Programming xcore with SMP FreeRTOS

Multi-core architectures offer compelling advantages for performance scaling, energy efficiency and low cost.  They have become a mainstay of embedded system architectures in the past 10 years.  Nonetheless, programming multicore architecture continues to have a reputation for being time consuming, complex and costly. In this blog, we explore the ways in which our newly released extension to support symmetric multiprocessing (SMP) FreeRTOS enables a familiar, fast and easy programming environment for multi-core processors and, in particular, preserves the unique flexibility and real-time capabilities of the xcore architecture. 

Reducing the complexity of developing applications for multicore processors has been a driving force at XMOS since its inception – particularly delivering the significant advantages of parallel execution to the application, while also preserving the hard real-time benefits that the xcore architecture provides for lower-level software functions. The release of the SMP FreeRTOS marks a key milestone in that journey. So how does it work? 

Programming an application for a multiprocessor environment using an SMP FreeRTOS is remarkably like programming for a single processor environment using FreeRTOS. In fact, most applications written for single core FreeRTOS can be run unmodified under SMP FreeRTOS and potentially achieve a boost in performance. However, there are some differences that the programmer must consider in order to fully utilize the multiple cores, as well as to avoid pitfalls. 

The first significant difference is that it is now possible for tasks at all priority levels to run simultaneously on any number of available cores per tile. Once the scheduler is started, FreeRTOS tasks are placed on allocated cores dynamically at runtime, rather than statically at compile time. All the usual FreeRTOS rules for task scheduling are followed, and tasks chosen to run are always those that are highest priority and ready. When there are more tasks of a single priority that are ready to run than the number of cores available, they are scheduled in a round robin fashion. 

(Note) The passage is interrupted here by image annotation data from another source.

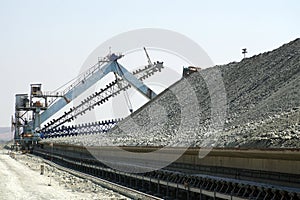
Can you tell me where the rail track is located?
[34,143,300,199]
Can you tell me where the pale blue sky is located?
[0,0,300,126]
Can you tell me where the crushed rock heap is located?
[45,39,300,148]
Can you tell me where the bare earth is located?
[0,150,127,200]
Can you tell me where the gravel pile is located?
[45,39,300,148]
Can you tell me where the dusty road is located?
[0,149,126,200]
[0,150,84,200]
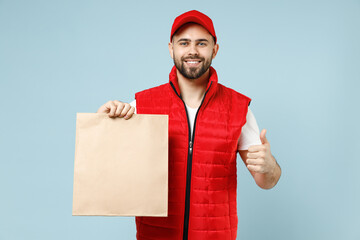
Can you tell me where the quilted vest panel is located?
[135,68,250,240]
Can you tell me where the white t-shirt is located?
[130,100,261,150]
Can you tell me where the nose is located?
[189,43,199,56]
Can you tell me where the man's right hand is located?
[97,100,135,119]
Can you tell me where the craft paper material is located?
[72,113,168,216]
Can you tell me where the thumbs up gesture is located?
[246,129,277,174]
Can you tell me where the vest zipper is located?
[170,82,212,240]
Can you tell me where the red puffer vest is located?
[135,67,250,240]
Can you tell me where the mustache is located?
[181,57,205,61]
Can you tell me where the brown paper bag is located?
[72,113,168,216]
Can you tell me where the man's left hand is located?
[246,129,277,174]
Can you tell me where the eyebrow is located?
[177,38,209,42]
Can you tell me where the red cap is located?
[170,10,216,43]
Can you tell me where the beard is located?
[173,53,212,79]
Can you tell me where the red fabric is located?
[135,67,250,240]
[170,10,216,43]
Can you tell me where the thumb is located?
[260,129,268,144]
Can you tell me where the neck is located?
[176,69,210,108]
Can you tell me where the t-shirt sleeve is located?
[238,108,261,150]
[130,99,136,114]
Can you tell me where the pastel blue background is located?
[0,0,360,240]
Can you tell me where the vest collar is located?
[169,66,218,99]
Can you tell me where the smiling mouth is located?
[185,59,201,66]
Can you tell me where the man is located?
[97,11,281,240]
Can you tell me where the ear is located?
[168,42,174,59]
[213,44,219,59]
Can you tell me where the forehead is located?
[173,23,212,40]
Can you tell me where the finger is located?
[246,158,265,166]
[260,129,268,144]
[248,145,265,153]
[119,103,131,117]
[115,101,125,117]
[107,101,116,117]
[124,107,135,120]
[247,165,264,173]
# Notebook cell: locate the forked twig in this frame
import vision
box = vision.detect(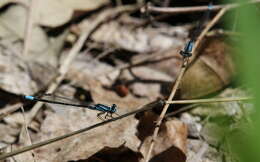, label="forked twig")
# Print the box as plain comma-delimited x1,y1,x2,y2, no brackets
144,8,227,162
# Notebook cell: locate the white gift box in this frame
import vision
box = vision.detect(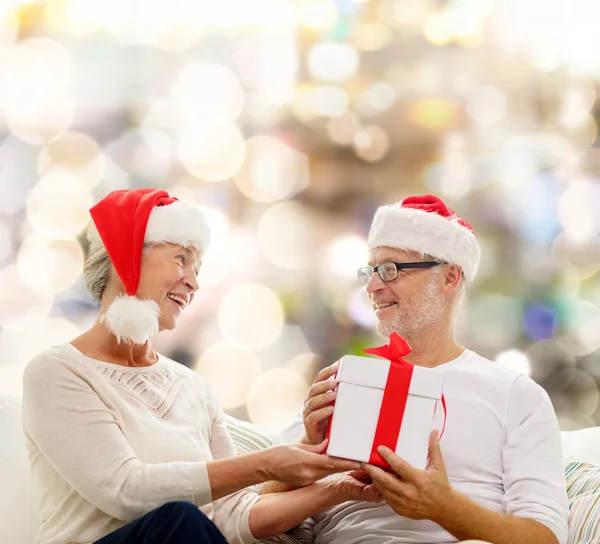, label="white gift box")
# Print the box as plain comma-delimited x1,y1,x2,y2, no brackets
327,355,443,470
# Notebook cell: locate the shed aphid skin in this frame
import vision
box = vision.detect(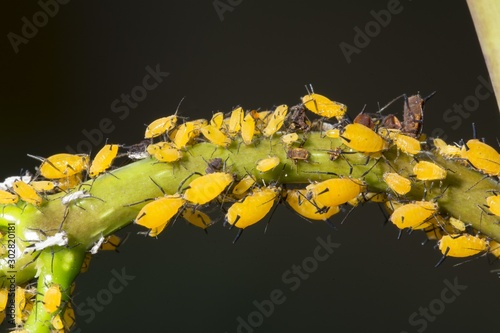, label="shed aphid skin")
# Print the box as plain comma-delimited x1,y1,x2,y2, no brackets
146,142,183,163
461,139,500,176
255,156,280,172
23,231,68,254
262,104,288,137
302,85,347,121
89,144,120,178
305,178,365,207
134,194,186,231
383,172,411,195
201,125,232,148
183,172,234,205
389,201,438,230
285,189,340,221
226,186,281,243
436,234,488,267
338,124,389,153
28,153,90,179
241,112,255,146
12,180,43,206
413,161,447,181
43,284,62,313
433,138,462,159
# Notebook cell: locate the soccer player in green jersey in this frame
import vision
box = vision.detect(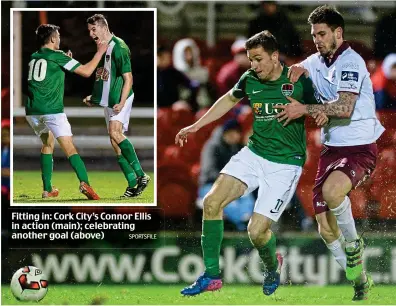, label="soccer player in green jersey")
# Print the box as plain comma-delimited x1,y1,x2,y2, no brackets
25,24,107,200
175,31,328,296
84,14,150,198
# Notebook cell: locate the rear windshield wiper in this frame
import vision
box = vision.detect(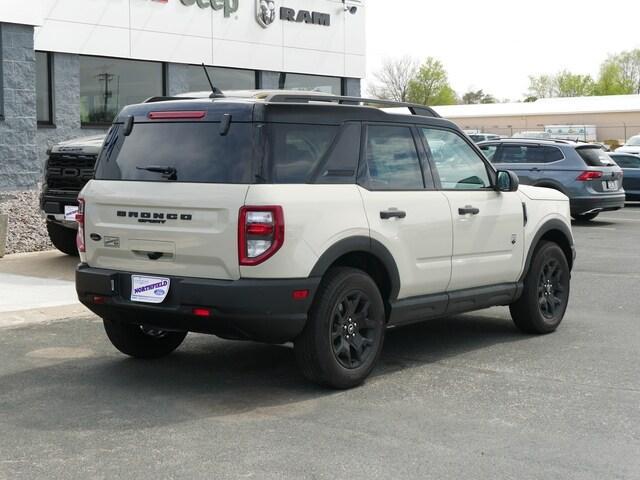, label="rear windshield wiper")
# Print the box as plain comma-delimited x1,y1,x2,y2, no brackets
136,165,178,180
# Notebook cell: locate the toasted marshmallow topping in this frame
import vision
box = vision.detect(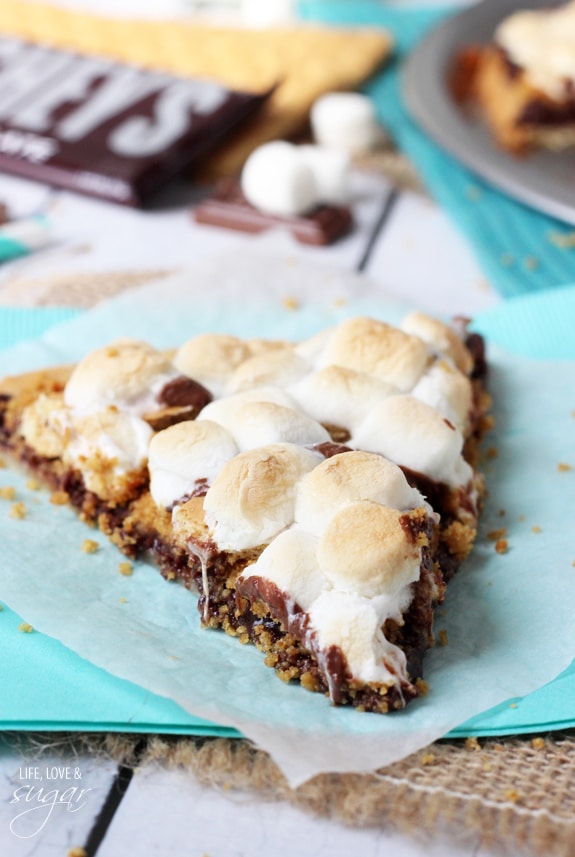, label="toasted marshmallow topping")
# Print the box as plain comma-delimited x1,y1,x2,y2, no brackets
148,420,239,507
204,443,322,550
411,360,473,431
287,366,399,431
197,387,294,434
352,396,472,487
401,312,473,375
309,590,406,686
64,339,177,416
229,402,330,451
310,92,381,154
495,2,575,100
227,348,309,393
241,528,326,611
295,450,425,536
174,333,252,396
317,500,421,598
319,318,429,391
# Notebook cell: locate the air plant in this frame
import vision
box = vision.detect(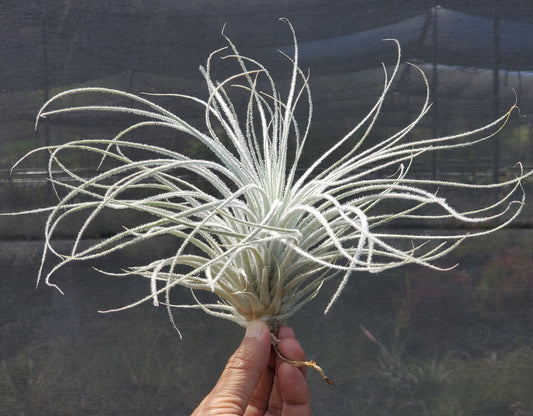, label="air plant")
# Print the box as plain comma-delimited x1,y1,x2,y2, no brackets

This allows for applications to split up work over multiple tasks so that they may run in parallel on multiple cores. This can be done, for example, to implement the stages of a pipeline where all stages run simultaneously. Splitting up work like this might not normally be done in an application running on single core FreeRTOS as it does not necessarily provide any benefit. 

Take for example the following simple program that creates 5 tasks at the same priority: 

#include <stdio.h>

#include "FreeRTOS.h"
#include "task.h"

#define TASK_COUNT 5

static int task_numbers[TASK_COUNT]; 

void demo_task(void *arg)
{
    int task_number = *((int *) arg);
    TickType_t initial_ticks = xTaskGetTickCount();
    unsigned int iterations = 0;

    while ((xTaskGetTickCount() - initial_ticks) < configTICK_RATE_HZ) {
        iterations++;
    }

    printf("Task %d's loop ran %d iterations in %d ticks\n",
           task_number, iterations, configTICK_RATE_HZ);

    vTaskDelete(NULL);
}

int main(void)
{
    for (int i = 0; i < 5; i++) {
        task_numbers[i] = i + 1;

        xTaskCreate(demo_task,
                    "demo_task",
                     configMINIMAL_STACK_SIZE,
                     &task_numbers[i],
                     configMAX_PRIORITIES-1,
                      NULL);
    }

    /* The demo tasks have been created - start the scheduler. */
    printf("Starting Scheduler\n");
    vTaskStartScheduler();

    /* Should not reach here! */
    for (;;);
}

Since the tasks do not block, single core FreeRTOS time slices them in a round robin fashion, resulting in each getting 1/5 of the CPU time. The output when run under single core FreeRTOS is: 

Starting Scheduler
Task 1's loop ran 3994133 iterations in 1000 ticks
Task 2's loop ran 4013686 iterations in 1000 ticks
Task 3's loop ran 4014371 iterations in 1000 ticks
Task 4's loop ran 4014371 iterations in 1000 ticks
Task 5's loop ran 4014371 iterations in 1000 ticks

However, when the exact same program is linked with and run under SMP FreeRTOS, each task is assigned to run on its own core. This means that each task gets 5x the run-time when compared with single core FreeRTOS. The output when run under SMP FreeRTOS is: 

Starting Scheduler
Task 3's loop ran 19842031 iterations in 1000 ticks
Task 5's loop ran 19844158 iterations in 1000 ticks
Task 4's loop ran 19871861 iterations in 1000 ticks
Task 1's loop ran 19862185 iterations in 1000 ticks
Task 2's loop ran 19852108 iterations in 1000 ticks

On the other hand, in a single core environment a task will never be preempted by another task with a lower priority, which can allow for certain assumptions to be made. Since tasks of different priority levels may run simultaneously under SMP FreeRTOS, these types of assumptions are no longer valid. 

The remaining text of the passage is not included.